Genetics’ impact on PCD
About 20 years ago, only two genes were linked to PCD, a largely autosomal recessive disorder that results from abnormalities in the cilia and subsequently improper airway clearance. Today, said Dr. Ferkol, there are over 50 known genes that, if defective, can lead to PCD.
“Based on our latest estimates, I’d say we can diagnose people using genetics about 70%, maybe 80%, of the time,” Dr. Ferkol said. Genetic testing has become a first-line diagnostic tool for PCD in North America – a significant development given that a definitive diagnosis has long been challenging, he said.
A genetics-based diagnosis of PCD is sometimes challenged by the finding of variants of unknown significance (VUSs) on genetic testing (often missense mutations) “because some of the genes involved are huge,” noted Dr. Ferkol, who coleads the NIH-funded Genetic Disorders of Mucociliary Clearance Consortium. “But many times, it’s straightforward.”
Children with PCD have repeated or persistent upper respiratory tract infections beginning early in life – like chronic rhinosinusitis or suppurative otitis media – and chronic bronchitis, leading to bronchiectasis. About half of patients have a spectrum of laterality defects, where organs are malpositioned in a mirror image of normal. Some individuals also have cardiac defects, and subfertility in both males and females can frequently occur.
Just as it has become increasingly clear that CF exists as a continuum, with milder and variant forms having been recognized since the advent of genetic testing, “we’re finding genotype-phenotype relationships in PCD,” Dr. Ferkol said. “Certain individuals have more rapid pulmonary decline, which is related in part to their genetics.”
With PCD, “I’m convinced this is a continuum. Some patients have unmistakable, clear-cut PCD, but I’m sure we’re going to find individuals who have milder variants in these PCD-associated genes that lead to milder disease,” he said.

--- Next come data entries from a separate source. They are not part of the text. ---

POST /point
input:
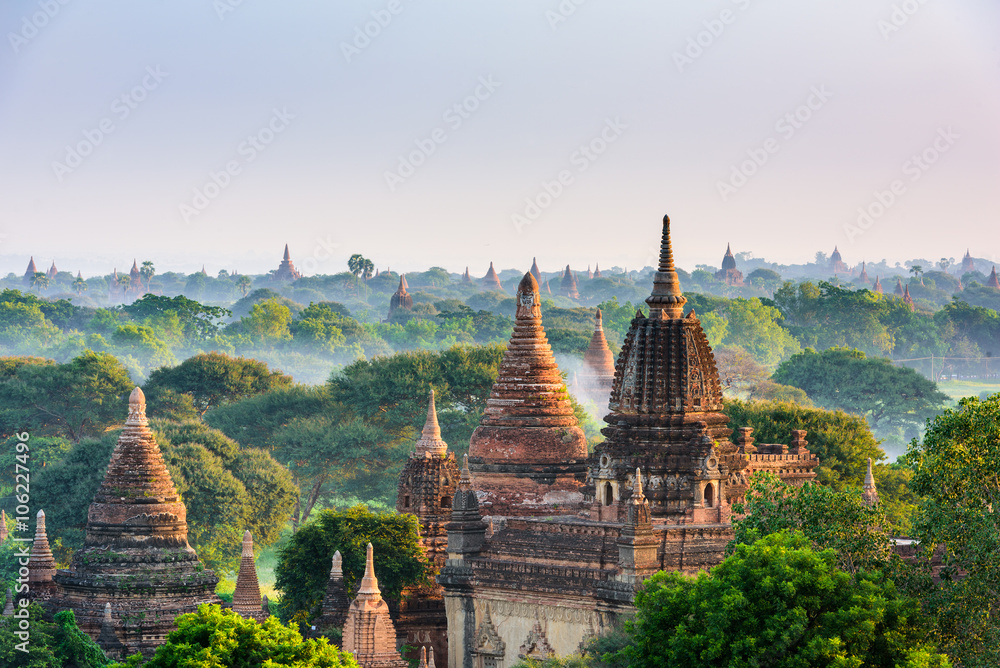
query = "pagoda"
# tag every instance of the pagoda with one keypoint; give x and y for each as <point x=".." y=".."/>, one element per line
<point x="491" y="281"/>
<point x="426" y="489"/>
<point x="599" y="365"/>
<point x="837" y="264"/>
<point x="286" y="270"/>
<point x="29" y="273"/>
<point x="528" y="454"/>
<point x="729" y="273"/>
<point x="246" y="597"/>
<point x="568" y="286"/>
<point x="401" y="299"/>
<point x="136" y="554"/>
<point x="368" y="632"/>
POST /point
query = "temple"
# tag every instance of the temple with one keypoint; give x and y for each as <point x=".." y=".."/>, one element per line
<point x="528" y="453"/>
<point x="729" y="273"/>
<point x="246" y="597"/>
<point x="837" y="264"/>
<point x="368" y="632"/>
<point x="491" y="281"/>
<point x="135" y="555"/>
<point x="598" y="371"/>
<point x="286" y="270"/>
<point x="426" y="488"/>
<point x="523" y="580"/>
<point x="568" y="287"/>
<point x="401" y="299"/>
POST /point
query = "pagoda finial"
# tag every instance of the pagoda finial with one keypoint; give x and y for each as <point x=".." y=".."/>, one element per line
<point x="666" y="300"/>
<point x="369" y="583"/>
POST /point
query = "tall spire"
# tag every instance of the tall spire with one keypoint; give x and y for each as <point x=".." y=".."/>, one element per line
<point x="430" y="443"/>
<point x="246" y="598"/>
<point x="666" y="300"/>
<point x="869" y="492"/>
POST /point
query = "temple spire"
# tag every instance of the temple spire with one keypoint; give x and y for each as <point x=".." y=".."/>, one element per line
<point x="666" y="300"/>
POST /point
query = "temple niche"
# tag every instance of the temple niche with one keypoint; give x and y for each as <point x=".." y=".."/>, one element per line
<point x="135" y="555"/>
<point x="729" y="273"/>
<point x="533" y="574"/>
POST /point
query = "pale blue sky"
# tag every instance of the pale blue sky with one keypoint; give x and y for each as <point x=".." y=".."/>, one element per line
<point x="321" y="183"/>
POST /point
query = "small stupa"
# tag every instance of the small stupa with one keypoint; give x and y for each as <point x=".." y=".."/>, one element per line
<point x="369" y="633"/>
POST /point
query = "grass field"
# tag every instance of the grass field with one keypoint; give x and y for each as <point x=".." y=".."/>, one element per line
<point x="956" y="389"/>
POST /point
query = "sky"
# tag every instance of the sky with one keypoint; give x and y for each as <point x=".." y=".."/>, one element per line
<point x="422" y="133"/>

There are no specific treatments that will correct cilia dysfunction, and current therapy options are borrowed from other diseases such as asthma and CF. However, newer treatments targeting specific genetic defects are in early clinical studies. Will the gene discoveries and more research open up new avenues for treating PCD, as happened in CF? Dr. Ferkol hopes so.
Approximately 2,000 genetic variants have been identified in the CFTR gene, though not all are pathogenic. “The newer, highly effective modulators used in CF target a particular CFTR mutation class, so some drugs will work for some people with the disease, but not all,” Dr. Ferkol said. “It’s personalized medicine.”

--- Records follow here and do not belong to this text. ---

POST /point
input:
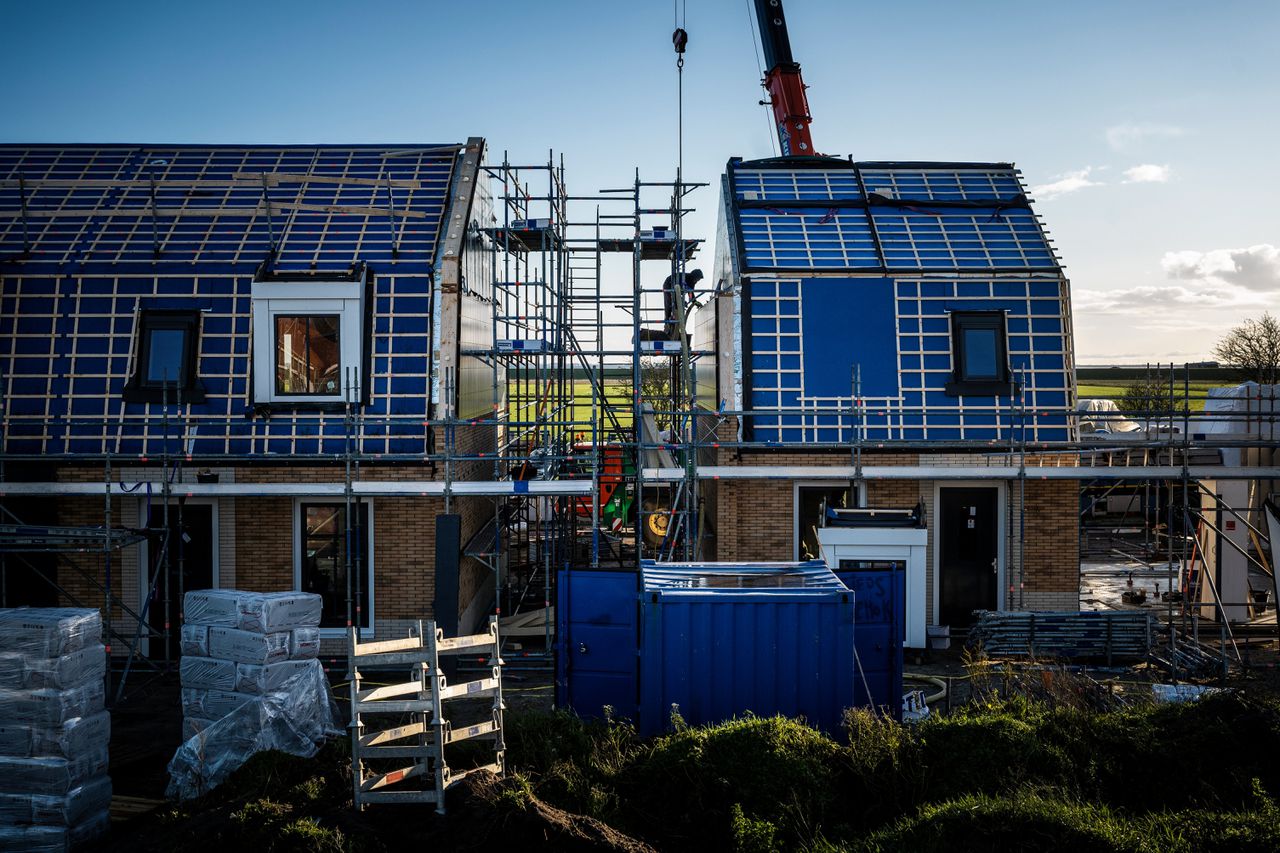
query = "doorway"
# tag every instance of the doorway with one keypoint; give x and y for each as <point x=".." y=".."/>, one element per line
<point x="192" y="553"/>
<point x="968" y="553"/>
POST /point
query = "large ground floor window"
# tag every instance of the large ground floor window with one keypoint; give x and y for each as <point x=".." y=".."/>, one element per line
<point x="324" y="559"/>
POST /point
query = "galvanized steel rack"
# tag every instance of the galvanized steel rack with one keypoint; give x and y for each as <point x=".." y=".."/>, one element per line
<point x="385" y="751"/>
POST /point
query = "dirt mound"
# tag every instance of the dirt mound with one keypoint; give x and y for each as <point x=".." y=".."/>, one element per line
<point x="487" y="808"/>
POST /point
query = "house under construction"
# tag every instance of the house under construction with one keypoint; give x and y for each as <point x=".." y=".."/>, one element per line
<point x="406" y="377"/>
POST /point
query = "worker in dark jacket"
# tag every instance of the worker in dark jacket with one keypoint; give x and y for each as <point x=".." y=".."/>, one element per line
<point x="670" y="295"/>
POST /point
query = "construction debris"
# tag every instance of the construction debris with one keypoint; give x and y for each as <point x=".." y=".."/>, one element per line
<point x="250" y="682"/>
<point x="1084" y="634"/>
<point x="54" y="730"/>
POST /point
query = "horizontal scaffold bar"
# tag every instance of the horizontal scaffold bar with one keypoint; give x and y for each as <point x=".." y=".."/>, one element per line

Modulator therapies designed to correct the malfunctioning proteins made by the CFTR gene have profoundly changed the lives of many with CF, improving lung function and everyday symptoms for patients, allowing them to lead near-normal lives. “It’s astonishing,” he said.

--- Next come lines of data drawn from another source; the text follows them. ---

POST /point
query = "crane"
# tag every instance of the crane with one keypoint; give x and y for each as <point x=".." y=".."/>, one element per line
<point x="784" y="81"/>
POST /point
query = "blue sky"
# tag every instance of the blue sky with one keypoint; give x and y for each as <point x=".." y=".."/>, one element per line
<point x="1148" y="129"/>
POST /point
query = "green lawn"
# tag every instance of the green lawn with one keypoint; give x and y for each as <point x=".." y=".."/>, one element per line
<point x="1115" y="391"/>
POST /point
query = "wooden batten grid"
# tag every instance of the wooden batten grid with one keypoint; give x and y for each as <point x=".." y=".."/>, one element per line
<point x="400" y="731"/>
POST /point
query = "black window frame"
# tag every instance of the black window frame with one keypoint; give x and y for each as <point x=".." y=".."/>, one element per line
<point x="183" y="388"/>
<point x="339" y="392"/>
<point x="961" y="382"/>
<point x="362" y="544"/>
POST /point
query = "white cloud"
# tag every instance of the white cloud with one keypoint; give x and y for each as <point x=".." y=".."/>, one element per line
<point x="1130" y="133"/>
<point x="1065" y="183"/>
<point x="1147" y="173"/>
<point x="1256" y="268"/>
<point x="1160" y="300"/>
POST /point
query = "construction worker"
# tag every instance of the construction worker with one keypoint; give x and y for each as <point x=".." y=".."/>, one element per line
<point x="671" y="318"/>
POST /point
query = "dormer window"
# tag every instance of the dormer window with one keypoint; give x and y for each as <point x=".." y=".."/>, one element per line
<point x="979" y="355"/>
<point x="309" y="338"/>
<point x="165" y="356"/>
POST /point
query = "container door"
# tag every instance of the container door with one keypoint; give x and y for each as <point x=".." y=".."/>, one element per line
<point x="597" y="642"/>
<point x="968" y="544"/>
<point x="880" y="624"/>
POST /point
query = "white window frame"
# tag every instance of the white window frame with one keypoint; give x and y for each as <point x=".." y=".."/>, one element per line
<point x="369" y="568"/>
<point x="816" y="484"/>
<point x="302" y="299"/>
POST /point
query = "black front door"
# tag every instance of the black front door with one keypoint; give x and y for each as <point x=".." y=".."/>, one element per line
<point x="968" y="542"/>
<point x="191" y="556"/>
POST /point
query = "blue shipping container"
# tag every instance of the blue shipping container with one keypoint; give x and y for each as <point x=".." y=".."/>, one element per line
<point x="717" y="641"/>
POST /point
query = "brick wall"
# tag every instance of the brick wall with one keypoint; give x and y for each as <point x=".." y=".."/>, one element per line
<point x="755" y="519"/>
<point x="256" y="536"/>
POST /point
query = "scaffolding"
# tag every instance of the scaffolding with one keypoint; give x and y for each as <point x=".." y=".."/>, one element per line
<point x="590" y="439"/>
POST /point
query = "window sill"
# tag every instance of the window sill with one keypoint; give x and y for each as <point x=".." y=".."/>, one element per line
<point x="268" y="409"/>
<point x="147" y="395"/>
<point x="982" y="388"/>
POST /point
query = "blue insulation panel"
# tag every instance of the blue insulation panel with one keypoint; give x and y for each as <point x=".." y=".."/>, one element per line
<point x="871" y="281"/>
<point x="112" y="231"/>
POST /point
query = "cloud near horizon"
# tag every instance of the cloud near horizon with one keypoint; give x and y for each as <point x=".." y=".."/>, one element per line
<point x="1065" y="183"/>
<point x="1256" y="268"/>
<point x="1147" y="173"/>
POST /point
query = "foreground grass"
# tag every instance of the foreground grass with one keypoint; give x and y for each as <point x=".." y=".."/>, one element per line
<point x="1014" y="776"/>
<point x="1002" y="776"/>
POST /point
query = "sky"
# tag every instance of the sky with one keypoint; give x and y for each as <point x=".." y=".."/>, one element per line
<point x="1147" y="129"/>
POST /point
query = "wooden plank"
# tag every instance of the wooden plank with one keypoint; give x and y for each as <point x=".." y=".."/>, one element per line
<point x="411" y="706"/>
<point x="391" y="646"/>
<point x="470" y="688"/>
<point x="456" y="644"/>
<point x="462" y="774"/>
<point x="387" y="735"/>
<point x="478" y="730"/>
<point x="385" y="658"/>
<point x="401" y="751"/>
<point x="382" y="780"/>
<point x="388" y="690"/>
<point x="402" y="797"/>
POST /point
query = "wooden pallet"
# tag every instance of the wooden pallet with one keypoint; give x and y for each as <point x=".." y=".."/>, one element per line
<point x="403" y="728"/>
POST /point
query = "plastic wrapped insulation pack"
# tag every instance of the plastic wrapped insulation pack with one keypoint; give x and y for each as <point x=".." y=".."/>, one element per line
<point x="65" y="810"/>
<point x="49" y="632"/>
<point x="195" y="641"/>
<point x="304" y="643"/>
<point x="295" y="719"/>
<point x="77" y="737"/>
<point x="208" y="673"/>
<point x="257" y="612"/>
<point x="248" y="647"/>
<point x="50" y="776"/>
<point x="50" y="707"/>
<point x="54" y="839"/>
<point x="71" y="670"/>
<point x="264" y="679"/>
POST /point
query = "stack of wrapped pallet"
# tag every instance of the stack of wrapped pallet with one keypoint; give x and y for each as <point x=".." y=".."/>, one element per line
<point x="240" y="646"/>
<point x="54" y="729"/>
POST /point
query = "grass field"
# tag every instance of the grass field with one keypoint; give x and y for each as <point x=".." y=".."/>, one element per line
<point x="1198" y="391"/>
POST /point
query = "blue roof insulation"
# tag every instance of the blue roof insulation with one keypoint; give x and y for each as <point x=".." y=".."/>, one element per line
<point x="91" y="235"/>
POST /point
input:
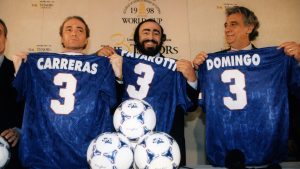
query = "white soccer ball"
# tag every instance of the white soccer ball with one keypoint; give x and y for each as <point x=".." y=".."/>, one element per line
<point x="134" y="118"/>
<point x="110" y="151"/>
<point x="157" y="150"/>
<point x="4" y="152"/>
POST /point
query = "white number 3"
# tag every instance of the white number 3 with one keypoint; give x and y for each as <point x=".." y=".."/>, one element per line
<point x="67" y="93"/>
<point x="143" y="82"/>
<point x="238" y="88"/>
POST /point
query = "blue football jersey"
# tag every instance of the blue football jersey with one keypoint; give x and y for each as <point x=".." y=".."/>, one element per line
<point x="155" y="80"/>
<point x="68" y="100"/>
<point x="245" y="97"/>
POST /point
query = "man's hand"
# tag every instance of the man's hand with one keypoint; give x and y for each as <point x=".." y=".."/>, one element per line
<point x="291" y="49"/>
<point x="199" y="59"/>
<point x="17" y="60"/>
<point x="116" y="61"/>
<point x="186" y="68"/>
<point x="11" y="135"/>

Dr. Garcia reported consulting for Rejuvenation Technologies and Rejuveron Telomere Therapeutics; in addition, her laboratory has received support from Boehringer Ingelheim and Astrazeneca for investigator-initiated research. Dr. Newton reported he has performed consulting for Boehringer Ingelheim. Dr. Ferkol reported involvement in a longitudinal study defining endpoints for future clinical PCD trials funded by ReCode Therapeutics and leadership of an international clinical trial for PCD supported by Parion Sciences. He has received honoraria from the Cystic Fibrosis Foundation and serves as a member of the ReCode Therapeutics PCD Clinical Steering Committee. Dr. Raby reported no relevant disclosures.